Es ist bemerkenswert, dass auch die Bewohner von Görbehalom an den Schanzarbeiten von Agendorf teilgenommen hatten. 25% der Abkommandierten jeder Gruppe mussten Spitzhacke und Säge aus eigenem Bestand mitnehmen. Die die Kriegsarbeit verordnenden ungarischen, hauptsächlich jedoch deutschen Einheiten, hatten die niedrige Zahl der zur Arbeit angetretenen bemängelt. Die Begünstigungen, das Fernbleiben von Bemittelten und jener mit verschiedenen Bescheinigungen ausgerüsteten erweckten großes Missfallen. Zur weiteren Festigung der Disziplin hatten die Behörden den 6. Januar 1945 auch das System der ärztlichen Untersuchung bei Zwangsvorführung verordnet. Abkommandierte unter der Zivilbevölkerung waren verpflichtet, im Krankheitsfalle sich morgens bei der obligatorischen ärztlichen Untersuchung zu melden. Dennoch trat kaum Besserung in der Zahl der sich zur Arbeit meldenden ein. Der Notar von Agendorf hatte z.B. unter Berufung auf die 450 Kriegsdienstleistenden und zur Kriegsarbeit verpflichteten Bewohner der Gemeinde eine 50prozentige Verringerung der für die Gemeinde festgesetzten Zahl der Pflichtarbeiter beantragt.
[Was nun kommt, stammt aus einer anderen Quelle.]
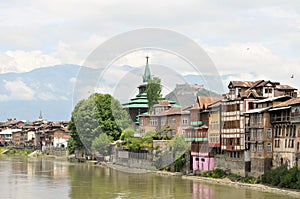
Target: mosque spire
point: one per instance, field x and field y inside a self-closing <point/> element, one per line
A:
<point x="41" y="116"/>
<point x="147" y="73"/>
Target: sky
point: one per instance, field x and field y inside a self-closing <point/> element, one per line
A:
<point x="246" y="40"/>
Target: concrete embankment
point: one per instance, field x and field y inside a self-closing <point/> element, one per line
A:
<point x="258" y="187"/>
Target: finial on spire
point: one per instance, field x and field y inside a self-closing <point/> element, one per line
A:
<point x="147" y="73"/>
<point x="41" y="116"/>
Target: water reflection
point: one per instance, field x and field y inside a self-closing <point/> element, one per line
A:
<point x="53" y="179"/>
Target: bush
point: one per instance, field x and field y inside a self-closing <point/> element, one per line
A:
<point x="283" y="178"/>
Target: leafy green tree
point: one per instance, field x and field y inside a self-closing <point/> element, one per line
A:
<point x="98" y="114"/>
<point x="153" y="91"/>
<point x="101" y="144"/>
<point x="127" y="134"/>
<point x="178" y="144"/>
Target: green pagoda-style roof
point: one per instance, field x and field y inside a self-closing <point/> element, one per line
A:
<point x="147" y="73"/>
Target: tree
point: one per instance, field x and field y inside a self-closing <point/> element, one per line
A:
<point x="101" y="144"/>
<point x="153" y="91"/>
<point x="98" y="114"/>
<point x="178" y="145"/>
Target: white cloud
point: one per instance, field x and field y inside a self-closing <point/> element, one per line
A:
<point x="253" y="61"/>
<point x="63" y="34"/>
<point x="21" y="61"/>
<point x="18" y="90"/>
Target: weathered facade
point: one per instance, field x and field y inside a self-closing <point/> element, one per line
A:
<point x="165" y="119"/>
<point x="243" y="137"/>
<point x="286" y="123"/>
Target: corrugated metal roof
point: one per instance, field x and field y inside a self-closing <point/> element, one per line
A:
<point x="257" y="110"/>
<point x="280" y="108"/>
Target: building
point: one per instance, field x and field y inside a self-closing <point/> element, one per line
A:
<point x="260" y="141"/>
<point x="139" y="104"/>
<point x="197" y="134"/>
<point x="166" y="118"/>
<point x="239" y="101"/>
<point x="286" y="127"/>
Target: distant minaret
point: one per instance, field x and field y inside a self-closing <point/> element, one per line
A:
<point x="41" y="116"/>
<point x="147" y="73"/>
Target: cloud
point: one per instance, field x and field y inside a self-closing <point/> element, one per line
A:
<point x="253" y="61"/>
<point x="17" y="90"/>
<point x="270" y="30"/>
<point x="22" y="61"/>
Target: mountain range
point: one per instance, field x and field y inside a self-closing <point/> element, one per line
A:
<point x="48" y="90"/>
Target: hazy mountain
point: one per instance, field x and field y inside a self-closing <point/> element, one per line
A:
<point x="50" y="90"/>
<point x="186" y="94"/>
<point x="24" y="95"/>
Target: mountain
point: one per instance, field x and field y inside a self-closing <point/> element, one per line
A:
<point x="186" y="94"/>
<point x="50" y="90"/>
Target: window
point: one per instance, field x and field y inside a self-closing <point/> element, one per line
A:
<point x="269" y="147"/>
<point x="163" y="121"/>
<point x="253" y="134"/>
<point x="184" y="121"/>
<point x="259" y="133"/>
<point x="173" y="132"/>
<point x="153" y="122"/>
<point x="268" y="90"/>
<point x="259" y="148"/>
<point x="252" y="119"/>
<point x="173" y="120"/>
<point x="259" y="118"/>
<point x="269" y="133"/>
<point x="277" y="143"/>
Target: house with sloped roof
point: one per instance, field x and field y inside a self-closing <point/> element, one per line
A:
<point x="285" y="119"/>
<point x="165" y="119"/>
<point x="234" y="107"/>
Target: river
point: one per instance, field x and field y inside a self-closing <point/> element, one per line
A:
<point x="42" y="178"/>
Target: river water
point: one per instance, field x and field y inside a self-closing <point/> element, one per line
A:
<point x="40" y="178"/>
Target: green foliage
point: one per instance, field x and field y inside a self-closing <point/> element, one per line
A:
<point x="135" y="144"/>
<point x="23" y="152"/>
<point x="216" y="173"/>
<point x="74" y="142"/>
<point x="148" y="137"/>
<point x="273" y="176"/>
<point x="98" y="114"/>
<point x="153" y="91"/>
<point x="127" y="134"/>
<point x="177" y="166"/>
<point x="283" y="178"/>
<point x="178" y="145"/>
<point x="101" y="144"/>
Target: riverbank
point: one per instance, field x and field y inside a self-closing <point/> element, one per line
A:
<point x="258" y="187"/>
<point x="218" y="181"/>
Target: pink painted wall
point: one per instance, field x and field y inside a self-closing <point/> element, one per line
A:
<point x="203" y="163"/>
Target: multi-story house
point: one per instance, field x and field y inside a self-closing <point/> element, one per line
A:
<point x="197" y="134"/>
<point x="286" y="126"/>
<point x="165" y="119"/>
<point x="260" y="141"/>
<point x="241" y="98"/>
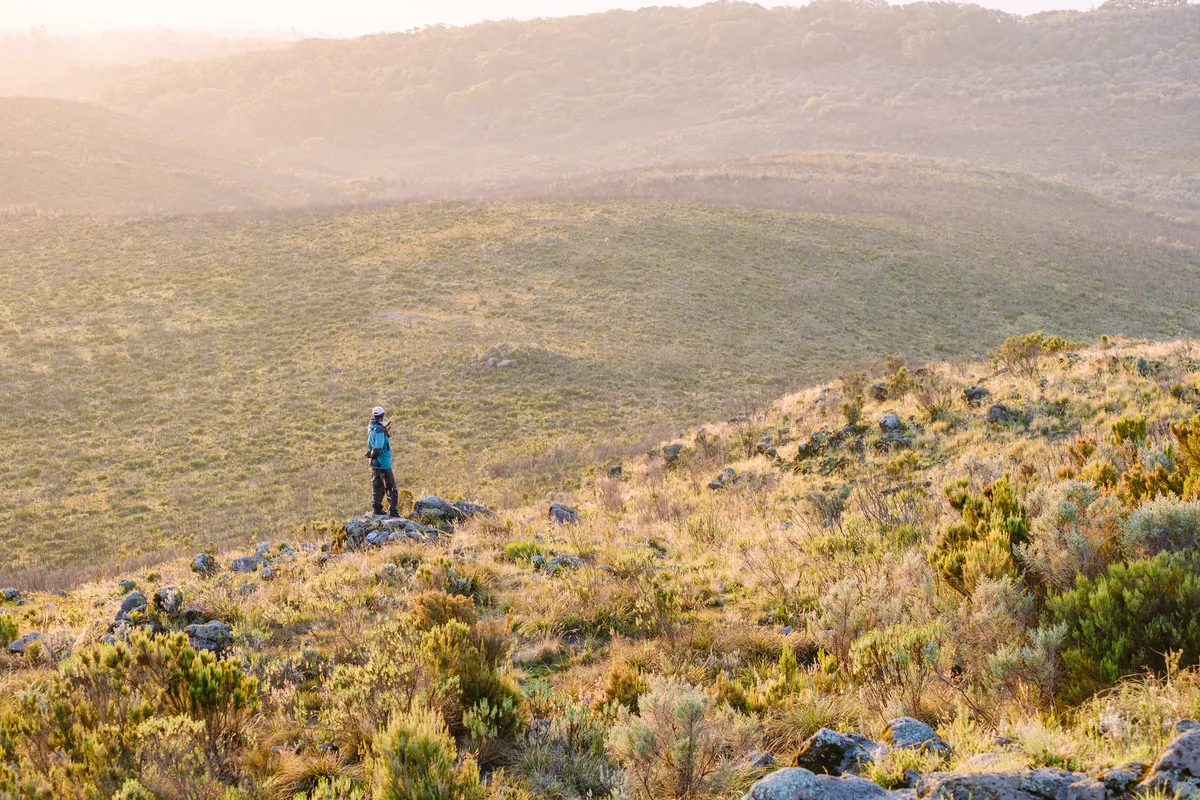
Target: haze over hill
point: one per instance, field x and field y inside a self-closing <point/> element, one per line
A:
<point x="60" y="155"/>
<point x="1105" y="100"/>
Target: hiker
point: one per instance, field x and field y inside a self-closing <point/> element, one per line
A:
<point x="379" y="452"/>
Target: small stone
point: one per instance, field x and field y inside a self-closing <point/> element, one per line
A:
<point x="246" y="564"/>
<point x="563" y="515"/>
<point x="214" y="636"/>
<point x="22" y="644"/>
<point x="135" y="601"/>
<point x="204" y="564"/>
<point x="168" y="600"/>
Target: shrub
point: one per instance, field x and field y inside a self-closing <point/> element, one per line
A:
<point x="1127" y="620"/>
<point x="1163" y="524"/>
<point x="415" y="761"/>
<point x="1129" y="429"/>
<point x="897" y="661"/>
<point x="994" y="524"/>
<point x="679" y="745"/>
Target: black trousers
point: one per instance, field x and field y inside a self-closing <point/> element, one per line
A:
<point x="384" y="482"/>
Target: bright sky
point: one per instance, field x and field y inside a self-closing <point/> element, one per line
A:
<point x="333" y="17"/>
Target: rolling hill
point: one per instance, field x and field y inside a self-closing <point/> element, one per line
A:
<point x="70" y="156"/>
<point x="1102" y="100"/>
<point x="205" y="377"/>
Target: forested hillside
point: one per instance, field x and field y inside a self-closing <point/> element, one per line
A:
<point x="1107" y="98"/>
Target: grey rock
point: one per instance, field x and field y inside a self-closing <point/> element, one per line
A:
<point x="563" y="563"/>
<point x="828" y="752"/>
<point x="760" y="761"/>
<point x="1018" y="785"/>
<point x="215" y="636"/>
<point x="132" y="602"/>
<point x="168" y="600"/>
<point x="563" y="515"/>
<point x="1176" y="770"/>
<point x="975" y="396"/>
<point x="798" y="783"/>
<point x="247" y="564"/>
<point x="469" y="510"/>
<point x="1001" y="414"/>
<point x="204" y="564"/>
<point x="22" y="644"/>
<point x="1110" y="785"/>
<point x="671" y="453"/>
<point x="905" y="733"/>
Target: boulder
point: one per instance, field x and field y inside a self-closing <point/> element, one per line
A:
<point x="1001" y="414"/>
<point x="1110" y="785"/>
<point x="975" y="396"/>
<point x="1018" y="785"/>
<point x="828" y="752"/>
<point x="437" y="512"/>
<point x="168" y="600"/>
<point x="214" y="636"/>
<point x="563" y="515"/>
<point x="760" y="761"/>
<point x="22" y="644"/>
<point x="247" y="564"/>
<point x="204" y="564"/>
<point x="671" y="453"/>
<point x="132" y="602"/>
<point x="798" y="783"/>
<point x="1176" y="771"/>
<point x="905" y="733"/>
<point x="563" y="563"/>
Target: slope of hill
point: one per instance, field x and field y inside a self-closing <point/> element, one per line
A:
<point x="1104" y="97"/>
<point x="209" y="376"/>
<point x="1029" y="629"/>
<point x="69" y="156"/>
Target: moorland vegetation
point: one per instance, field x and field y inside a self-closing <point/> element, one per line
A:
<point x="210" y="374"/>
<point x="1005" y="549"/>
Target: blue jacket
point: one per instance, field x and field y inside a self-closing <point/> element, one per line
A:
<point x="377" y="439"/>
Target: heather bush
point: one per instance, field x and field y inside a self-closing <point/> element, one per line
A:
<point x="1126" y="620"/>
<point x="415" y="759"/>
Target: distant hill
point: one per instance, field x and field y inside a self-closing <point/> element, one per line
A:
<point x="70" y="156"/>
<point x="1104" y="100"/>
<point x="214" y="370"/>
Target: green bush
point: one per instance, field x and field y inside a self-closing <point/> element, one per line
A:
<point x="994" y="524"/>
<point x="415" y="761"/>
<point x="1127" y="620"/>
<point x="1163" y="524"/>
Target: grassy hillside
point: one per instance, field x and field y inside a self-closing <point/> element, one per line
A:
<point x="1020" y="573"/>
<point x="192" y="380"/>
<point x="70" y="156"/>
<point x="1103" y="98"/>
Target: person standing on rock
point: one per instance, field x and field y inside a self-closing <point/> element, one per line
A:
<point x="379" y="452"/>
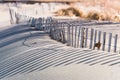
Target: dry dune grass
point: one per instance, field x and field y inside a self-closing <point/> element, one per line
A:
<point x="109" y="10"/>
<point x="71" y="11"/>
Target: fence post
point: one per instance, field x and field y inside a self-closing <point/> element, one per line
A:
<point x="104" y="40"/>
<point x="99" y="36"/>
<point x="68" y="35"/>
<point x="78" y="37"/>
<point x="95" y="36"/>
<point x="72" y="35"/>
<point x="115" y="43"/>
<point x="82" y="38"/>
<point x="86" y="37"/>
<point x="75" y="35"/>
<point x="91" y="38"/>
<point x="109" y="44"/>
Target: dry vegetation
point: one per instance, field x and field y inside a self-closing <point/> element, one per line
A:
<point x="71" y="11"/>
<point x="109" y="10"/>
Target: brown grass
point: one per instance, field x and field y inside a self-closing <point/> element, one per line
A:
<point x="71" y="11"/>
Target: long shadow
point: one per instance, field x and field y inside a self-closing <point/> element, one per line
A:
<point x="42" y="58"/>
<point x="8" y="42"/>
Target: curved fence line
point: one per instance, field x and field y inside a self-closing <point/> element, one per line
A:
<point x="75" y="35"/>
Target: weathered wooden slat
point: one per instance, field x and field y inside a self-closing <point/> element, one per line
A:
<point x="91" y="38"/>
<point x="115" y="43"/>
<point x="109" y="43"/>
<point x="86" y="37"/>
<point x="104" y="41"/>
<point x="78" y="37"/>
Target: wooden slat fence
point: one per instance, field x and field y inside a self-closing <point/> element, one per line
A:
<point x="71" y="34"/>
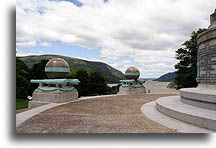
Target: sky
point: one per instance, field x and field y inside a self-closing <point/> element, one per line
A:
<point x="121" y="33"/>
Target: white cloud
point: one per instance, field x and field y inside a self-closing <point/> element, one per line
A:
<point x="22" y="54"/>
<point x="144" y="31"/>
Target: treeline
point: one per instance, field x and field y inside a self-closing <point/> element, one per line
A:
<point x="187" y="66"/>
<point x="91" y="83"/>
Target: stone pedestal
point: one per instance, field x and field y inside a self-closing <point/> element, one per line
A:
<point x="40" y="98"/>
<point x="197" y="105"/>
<point x="131" y="90"/>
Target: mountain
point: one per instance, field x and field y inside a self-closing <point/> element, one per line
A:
<point x="168" y="77"/>
<point x="113" y="75"/>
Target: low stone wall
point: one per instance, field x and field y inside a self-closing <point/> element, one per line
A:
<point x="207" y="57"/>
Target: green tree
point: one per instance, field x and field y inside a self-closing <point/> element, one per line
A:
<point x="187" y="68"/>
<point x="98" y="84"/>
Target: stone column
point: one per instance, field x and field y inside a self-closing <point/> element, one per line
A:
<point x="207" y="55"/>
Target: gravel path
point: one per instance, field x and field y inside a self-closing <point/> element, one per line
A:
<point x="116" y="114"/>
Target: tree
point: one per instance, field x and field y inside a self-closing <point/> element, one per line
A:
<point x="98" y="84"/>
<point x="187" y="66"/>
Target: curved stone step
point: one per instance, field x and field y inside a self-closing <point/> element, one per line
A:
<point x="173" y="107"/>
<point x="150" y="111"/>
<point x="204" y="95"/>
<point x="200" y="104"/>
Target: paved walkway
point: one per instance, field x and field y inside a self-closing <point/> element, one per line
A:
<point x="110" y="114"/>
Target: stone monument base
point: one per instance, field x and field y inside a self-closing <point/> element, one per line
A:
<point x="131" y="90"/>
<point x="40" y="98"/>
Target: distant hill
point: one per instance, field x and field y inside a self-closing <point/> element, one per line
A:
<point x="113" y="75"/>
<point x="168" y="77"/>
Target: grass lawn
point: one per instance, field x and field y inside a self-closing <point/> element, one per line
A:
<point x="20" y="103"/>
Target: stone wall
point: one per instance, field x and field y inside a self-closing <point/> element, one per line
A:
<point x="207" y="57"/>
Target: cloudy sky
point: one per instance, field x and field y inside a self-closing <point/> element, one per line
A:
<point x="121" y="33"/>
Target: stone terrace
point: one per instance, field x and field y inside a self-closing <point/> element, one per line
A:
<point x="116" y="114"/>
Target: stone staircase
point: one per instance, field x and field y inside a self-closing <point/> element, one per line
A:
<point x="194" y="105"/>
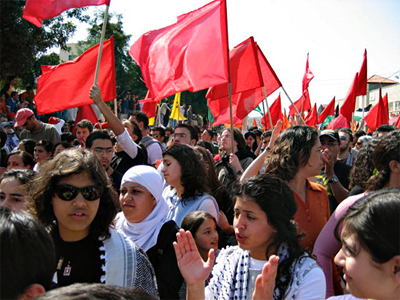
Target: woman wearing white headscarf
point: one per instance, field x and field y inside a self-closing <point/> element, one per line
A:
<point x="143" y="219"/>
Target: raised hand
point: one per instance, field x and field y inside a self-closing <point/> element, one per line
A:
<point x="192" y="267"/>
<point x="265" y="282"/>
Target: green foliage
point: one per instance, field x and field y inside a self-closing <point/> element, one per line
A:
<point x="23" y="44"/>
<point x="127" y="72"/>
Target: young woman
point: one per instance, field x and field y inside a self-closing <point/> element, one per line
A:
<point x="13" y="193"/>
<point x="144" y="220"/>
<point x="19" y="160"/>
<point x="43" y="151"/>
<point x="295" y="157"/>
<point x="185" y="174"/>
<point x="74" y="198"/>
<point x="386" y="160"/>
<point x="370" y="253"/>
<point x="264" y="228"/>
<point x="203" y="228"/>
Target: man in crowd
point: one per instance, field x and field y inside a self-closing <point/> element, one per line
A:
<point x="346" y="154"/>
<point x="99" y="142"/>
<point x="83" y="129"/>
<point x="185" y="134"/>
<point x="34" y="129"/>
<point x="158" y="133"/>
<point x="335" y="176"/>
<point x="154" y="149"/>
Seinen Versuch begründete er u.a. damit, dass in den Bauernhöfen anstelle des Wirtes die Frauen die Arbeit verrichten müssen: „ich kann Mütter mit Kleinkindern nicht zur Schanzarbeit schicken, weil es tagsüber keinen Kindergarten oder Hort gibt, wo man die Kinder beaufsichtigt“. Sein Ersuchen wurde abgelehnt.
 
Agendorf hatte trotz wiederholte Mahnungen und Zwangsvorführungen die vorgeschriebene Anzahl von Pflichtarbeitern nicht gestellt und es kam nicht den Befehlen des in Nagycenk stationierten Stabes für Arbeitsführung Nr. 662 nach. Anfang Februar bedrängte der Oberstuhlrichter von Sopron die Notare, woran es wohl liegen mochte, dass der Ausfall so hoch sei, wie die Kontrolle erfolgt sei, dass so viel Arbeiter täglich nicht erscheinen? Unter ihnen hatten besonders die Bewohner von Agendorf, Kroisbach und Pereszteg starke Ablehnung an den Tag gelegt. Sie wollten die Arbeit verlangsamen. Sie wartete auf die sowjetischen Truppen. Die Schützengräben (Schanzen) erwiesen sich bereits als überflüssig.